12 giant lanterns star in Pampanga’s 111-year-old festival

/ 04:16 AM November 06, 2019
12 giant lanterns star in Pampanga’s 111-year-old festival

STAR OF BETHLEHEM Pampanga’s giant “parul” (Christmas lanterns) are crafted by artisans in the villages of the capital city of San Fernando to symbolize the biblical Star of Bethlehem, also known as the Christmas star, which guided the three wise men to the birthplace of Jesus Christ. —RICHARD A. REYES

CITY OF SAN FERNANDO, Pampanga, — Twelve villages in this Pampanga capital are vying this year to be the maker of the brightest and most beautiful giant lantern in the world’s one-of-a-kind tradition in the last 111 years.

The number of competitors for the Giant Lantern Festival on Dec. 14 has increased from 10 as Barangay San Agustin decided to join again after 62 years, according to city tourism officer Ching Pangilinan.


Another new entrant is Barangay Bulaon.

The regular 10 contenders are mostly from the city’s southern section, which is bordered only by a river from Bacolor town where residents use lanterns to light the procession of the images of their patron saints during the novena Masses in the run-up to Christmas.

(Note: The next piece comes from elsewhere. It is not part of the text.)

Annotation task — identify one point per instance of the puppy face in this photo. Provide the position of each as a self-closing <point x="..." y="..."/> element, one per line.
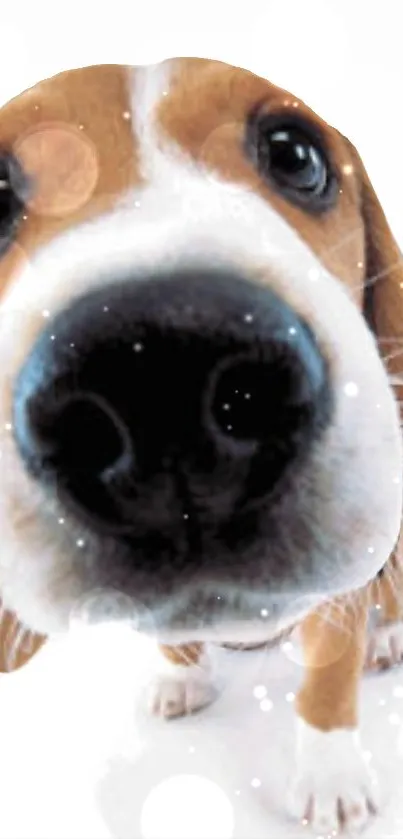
<point x="193" y="408"/>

The availability of car batteries and electricity here in 1937 transformed the tradition into a “ligligan parul” (lantern showdown) where the big creations played to the live music of bands until the bulbs busted into the morning.

World War II, martial law and even the Mt. Pinatubo eruption and succeeding lahar flows failed to stop the tradition, according to Ernesto Quiwa, the oldest lantern maker here.

“The giant lanterns are our version of the Star of Bethlehem,” Quiwa said of the festival’s religious undertone that craftsmen always try to approximate.

Pangilinan said the city government and the Giant Lantern Festival Foundation had raised funds from private companies, enabling them to give a P300,000-subsidy to each participating village.

As in the past, villagers will need to pool donations to mount a 6.09-meter (20 feet) lantern that is fitted with 10,000 bulbs and runs on a local invention called rotors, she said.

The giant lantern of the northern village of Telabastagan, made by Arnel Flores, is the defending champion. Sixth-generation lantern makers and a woman lantern maker are in the game.

The grand prize is P150,000, which is about a fourth of the total production cost. “It is the bragging right to have made the brightest, most beautiful lantern that our artisans are really after,” Pangilinan said.